1 Device for monitoring the wind turbines
2 System for monitoring the wind turbines
3 Wind turbine(s)
4 output unit
5 data obtaining unit
10 sensor(s)
12 analyzing unit
14 slip ring
15 WLAN-bridge
16 control unit
17 computing unit
18 data input interface

Claims

1. A method for determining damage to rotor blade of a wind turbine, comprising at least the following time-domain-analysis steps:

measuring the vibrations of a rotor blade by means of an acceleration sensor,

obtaining event-time intervals, in which the amplitudes of the measurements steadily exceed a threshold,

obtaining the number of these event-time intervals in at least a predetermined analysis time interval,

sending an error signal, when the obtained number of the event-time intervals is above a predetermined threshold for a predetermined analysis time interval.

2. A method according to claim 1, wherein an error signal is sent only when the determined number of the event-time intervals is also under a predetermined upper threshold for a predetermined analysis time interval.

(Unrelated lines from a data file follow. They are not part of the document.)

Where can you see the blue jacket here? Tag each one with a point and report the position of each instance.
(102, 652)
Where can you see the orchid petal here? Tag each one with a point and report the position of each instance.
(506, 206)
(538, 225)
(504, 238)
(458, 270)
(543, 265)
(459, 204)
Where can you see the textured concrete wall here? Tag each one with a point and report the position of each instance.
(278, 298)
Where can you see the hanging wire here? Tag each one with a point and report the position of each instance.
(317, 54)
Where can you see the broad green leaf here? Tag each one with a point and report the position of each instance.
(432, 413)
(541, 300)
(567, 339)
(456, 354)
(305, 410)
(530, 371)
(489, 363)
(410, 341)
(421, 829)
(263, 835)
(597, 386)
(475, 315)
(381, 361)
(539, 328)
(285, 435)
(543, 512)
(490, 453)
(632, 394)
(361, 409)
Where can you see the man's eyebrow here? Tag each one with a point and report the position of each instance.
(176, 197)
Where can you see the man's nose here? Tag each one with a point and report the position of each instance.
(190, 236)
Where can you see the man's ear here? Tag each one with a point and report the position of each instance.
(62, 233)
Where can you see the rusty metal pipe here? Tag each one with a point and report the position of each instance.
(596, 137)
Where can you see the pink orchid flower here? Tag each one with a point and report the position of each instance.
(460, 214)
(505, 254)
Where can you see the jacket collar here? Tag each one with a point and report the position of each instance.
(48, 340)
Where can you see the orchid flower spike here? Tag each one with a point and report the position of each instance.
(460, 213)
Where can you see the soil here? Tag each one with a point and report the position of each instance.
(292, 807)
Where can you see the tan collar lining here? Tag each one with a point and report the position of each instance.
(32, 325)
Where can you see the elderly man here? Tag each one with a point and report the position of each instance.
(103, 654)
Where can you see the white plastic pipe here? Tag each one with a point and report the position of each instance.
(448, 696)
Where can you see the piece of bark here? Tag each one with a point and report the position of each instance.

3. A method according to claim 1, wherein during the analysis time interval, the wind turbine is operated in a test mode, in which the wind turbine is in a free wheel mode and in which the rotary speed is kept in a variation range which is not maintained in the normal operation case, and the pitch speed is kept below a maximum value which is not maintained in the normal operation case.

4. A method according to claim 3, wherein only vibrations less than 400 Hz, preferably less than 180 Hz are used for obtaining the event-time intervals.

5. A method according to claim 1, wherein the threshold for obtaining each event-time range is a value between 1.2 and 1.6 m/s²preferably between 1.3 and 1.5 m/s².

6. A method according to claim 1, wherein the threshold for obtaining each event-time range is related to a dynamic threshold, which corresponds to a value between 5 and 15 times of the average measurements of the vibration of a previous, predetermined time interval.

7. A method according to claim 1, wherein an event-time interval is not counted, when its time length is below a given threshold.

8. A method according to claim 1, wherein analysis method steps in frequency domain, in frequency-time domain and/or in probability domain are located before, besides, and after the method steps in time domain.

9. A method according to claim 1, wherein an event-time interval is not counted, when the kurtosis of the curve of the measurements in the event-time interval is above a predetermined threshold.

10. A method according to claim 1, wherein an event-time interval is not counted, when the RMS values of several successive time periods of a event-time interval do not decrease steadily in chronological order.

11. A method according to claim 1, wherein an event-time interval is not counted, when an event-time interval is obtained on a second rotor blade of the wind turbine at the same time.

12. A device (1) for monitoring damage to rotor blade of wind turbines (3) with at least one acceleration sensor (10) and an analyzing unit (12), wherein the analyzing unit (12) is configured to perform a method according to claim 1.

13. A device (1) for monitoring damage to rotor blade of wind turbines (3) according to claim 12, wherein the analyzing unit (12) is configured to perform a routine for initiating a test mode and to output a corresponding signal to a control unit (16) of the wind turbine (3).

14. A system (2) for monitoring the damage to rotor blade of wind turbines (3) with at least one device (1) according to claim 12, a transmitting unit (14, 15), a control unit (16) for controlling a wind turbine (3), a computing unit (17), a central data obtaining device (5), which is configured to store the measurements and error messages, and a central data output device (4).

15. A system (2) for monitoring the damage to rotor blade of wind turbines (3) according to claim 14, wherein the data output device (4) is connected with a data input interface (18), via which, it is possible to access parameter of the computing unit (17) directly or indirectly and adapt them for future methods.